Newly reprinted on vinyl, this collab between Jneiro Jarel and the elusive MC features remixes from Thom Yorke, Beck, and more. It remains one of the best releases to feature DOOM’s name this decade.
Key to the Kuffs has aged into excellence in the nearly five years since it first came out. It can still feel a little weird hearing MF DOOM with a couple MPH off his fastball, but that only puts more stink on his trick pitches—like his how’d-he-rhyme-that internals and a thematic villainy that’s never felt more at home on some off-the-grid corner of the Deep Web. And while Jneiro Jarel never went as far afield as Madlib or subverted classic hip-hop and R&B like DOOM’s own production did, his beats weren’t afraid to be at least a bit unnerving—just a notch below the potential to be an Organized Noize for the West Coast bass crowd.
It might’ve been the Butter Edition that made it a bit clearer: Released a year after the original August 2012 pressing of Key to the Kuffs, the limited edition expanded reissue tacked on a bonus disc with four outtake tracks and five remixes that brought in some serious indie-crossover star power. That disc got another limited run on its own as a 12” picture disc half a year after that, and while it wasn’t exactly impossible to find, it seems like it nearly slipped through the cracks. That release, the Bookhead EP, is getting another lease on life from Lex Records. It’s not really any different from the Butter Edition bonus/2013 12” that came out a few years back, but it deserves another go-round as one of the best releases to feature DOOM’s name this decade.
As a short but potent dose of hook-free haranguing, the title track has aged into a strong fan-favorite deep cut with one of the better JJ beats to come from that whole collection. DOOM rapping about escaping from the grind by losing himself in reading (”From the mean streets of the ‘Can I get a dollar, dude?’/Above measure, the singular pleasure of solitude”) would be a pretty good public library PSA if Jarel’s beat didn’t lurk like the synthesized soundtrack to leafing through the poetry books of Aleister Crowley. “Pause Tape” is a little less focused, featuring DOOM at his most thematically free-associative (“Quicker than a sleight of hand, like, damn/Telepathy and telekinesis, faster than Instagram”). It’s also one of two tracks (along with the quickie “The Signs”) where Jarel has enough time on the mic to turn his workmanlike voice around a few unlikely turns of phrase (”Never compromise, keep it real/Never peek at you/Rolling through the jungle/Glowing eyes like a kinkajou”). Then there’s “Viberian Son,” the counterpart to the “Part II” instrumental that showed up on Key to the Kuffs. DOOM’s verse is practically a cameo, but his lines about talking to your kids instead of hitting them register more memorable than Del the Funky Homosapien’s scattershot phrases.

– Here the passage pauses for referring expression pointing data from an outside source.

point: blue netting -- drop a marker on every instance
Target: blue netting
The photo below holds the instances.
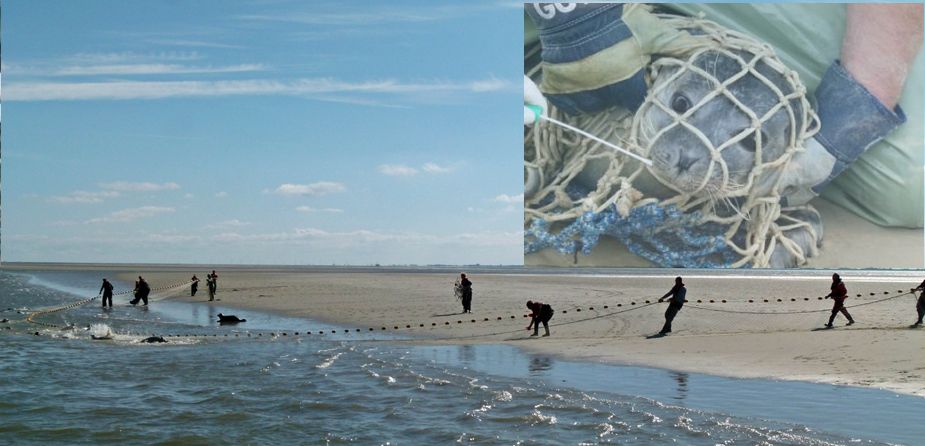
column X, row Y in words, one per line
column 665, row 236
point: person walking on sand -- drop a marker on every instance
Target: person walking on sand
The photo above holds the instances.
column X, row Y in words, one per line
column 920, row 303
column 141, row 291
column 106, row 291
column 210, row 284
column 194, row 286
column 540, row 313
column 677, row 293
column 214, row 282
column 466, row 286
column 839, row 294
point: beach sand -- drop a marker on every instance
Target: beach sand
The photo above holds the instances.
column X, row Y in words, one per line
column 880, row 351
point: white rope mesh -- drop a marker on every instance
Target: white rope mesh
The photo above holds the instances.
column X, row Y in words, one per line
column 559, row 163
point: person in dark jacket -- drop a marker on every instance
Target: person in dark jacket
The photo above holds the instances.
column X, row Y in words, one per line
column 540, row 312
column 141, row 291
column 466, row 286
column 677, row 293
column 920, row 303
column 839, row 294
column 210, row 284
column 194, row 286
column 106, row 291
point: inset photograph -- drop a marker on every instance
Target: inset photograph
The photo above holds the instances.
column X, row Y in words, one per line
column 723, row 136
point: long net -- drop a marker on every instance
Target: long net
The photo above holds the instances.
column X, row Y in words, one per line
column 729, row 215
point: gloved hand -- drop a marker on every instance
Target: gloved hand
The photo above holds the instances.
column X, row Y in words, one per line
column 534, row 102
column 851, row 120
column 594, row 55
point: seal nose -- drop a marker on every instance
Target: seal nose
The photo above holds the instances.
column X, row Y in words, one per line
column 685, row 160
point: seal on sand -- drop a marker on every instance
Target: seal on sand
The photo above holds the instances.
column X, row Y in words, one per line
column 229, row 319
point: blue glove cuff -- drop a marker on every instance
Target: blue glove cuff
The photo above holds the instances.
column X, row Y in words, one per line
column 852, row 118
column 570, row 31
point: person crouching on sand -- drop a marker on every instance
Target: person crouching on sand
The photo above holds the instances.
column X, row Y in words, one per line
column 677, row 293
column 839, row 294
column 540, row 313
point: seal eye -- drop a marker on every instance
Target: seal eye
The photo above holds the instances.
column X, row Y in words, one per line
column 680, row 103
column 750, row 143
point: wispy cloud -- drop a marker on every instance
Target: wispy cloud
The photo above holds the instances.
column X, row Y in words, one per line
column 510, row 199
column 403, row 170
column 314, row 189
column 369, row 16
column 309, row 209
column 436, row 168
column 233, row 223
column 366, row 237
column 125, row 57
column 148, row 69
column 193, row 43
column 125, row 186
column 397, row 170
column 81, row 196
column 132, row 214
column 126, row 90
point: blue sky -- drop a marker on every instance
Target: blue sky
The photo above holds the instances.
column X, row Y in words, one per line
column 268, row 132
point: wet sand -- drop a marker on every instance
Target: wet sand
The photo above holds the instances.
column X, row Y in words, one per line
column 735, row 339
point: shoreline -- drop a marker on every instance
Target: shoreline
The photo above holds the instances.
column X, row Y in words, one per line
column 721, row 340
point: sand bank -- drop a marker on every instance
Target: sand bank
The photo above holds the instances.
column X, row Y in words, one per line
column 735, row 339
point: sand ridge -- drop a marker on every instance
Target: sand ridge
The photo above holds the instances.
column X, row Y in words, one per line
column 879, row 351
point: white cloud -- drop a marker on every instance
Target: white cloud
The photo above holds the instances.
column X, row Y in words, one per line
column 233, row 223
column 152, row 68
column 126, row 90
column 132, row 214
column 366, row 237
column 128, row 56
column 314, row 189
column 125, row 186
column 397, row 170
column 510, row 199
column 309, row 209
column 435, row 168
column 81, row 196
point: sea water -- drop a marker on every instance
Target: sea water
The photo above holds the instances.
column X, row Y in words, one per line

”Bookhead” aside, and no slight to Jarel, the major draw here is the collection of remixes that fill out the EP’s later stretch. The indie/art-rock contributions ramp up DOOM’s griminess in oblique ways without losing sight of the fact that the tracks are supposed to knock. Dave Sitek collabed with Jarel on one of the better remixes on 2010’s Gazzillion Ear EP, and that formula pays off again with the Sitek remix of “Rhymin Slang.” More a customization than a transformation, it pares back the synth riff that made the original seethe and foregrounds the tape-hiss low end and adds some more expressive drum kicks and a brief Latin percussion breakdown that gives the UK-banished DOOM a postcard from New York. Jonny Greenwood and Thom Yorke turn the unlikely target “Retarded Fren” into a lurching chamber music nerve-rattler that toes the orchestral line between suspense-thriller score and “Looney Tunes” gag. And the plinky, clunky robot piano funk of Beck’s take on “Banished” is Exhibit Q of what he could do if he decided his Midnite Vultures mode was more worth resurrecting than Sea Change.
That said, the two most fascinating remixes are the ones that inspire what-ifs, coming from two acts known for putting distinctive fingerprints on their production work for rap artists. BADBADNOTGOOD have done more thrilling work in recent years than their remix for “Guv’nor,” but it still fits DOOM’s more diabolical side. And “Bookfiend,” the title cut reworked by Clams Casino, gives us a glimpse at the villain in Jack Kirby mechanized Day-Glo environs, cloud rap where the atmosphere’s laced with crackling cosmic rays. Either one of these acts could make for a revelatory full-length collab with DOOM, new frontiers for a vet who feels weathered by experience without necessarily feeling straight-up old. For now, we’ve got one-offs like the ones on this EP to keep us guessing—which is what DOOM does best, anyways.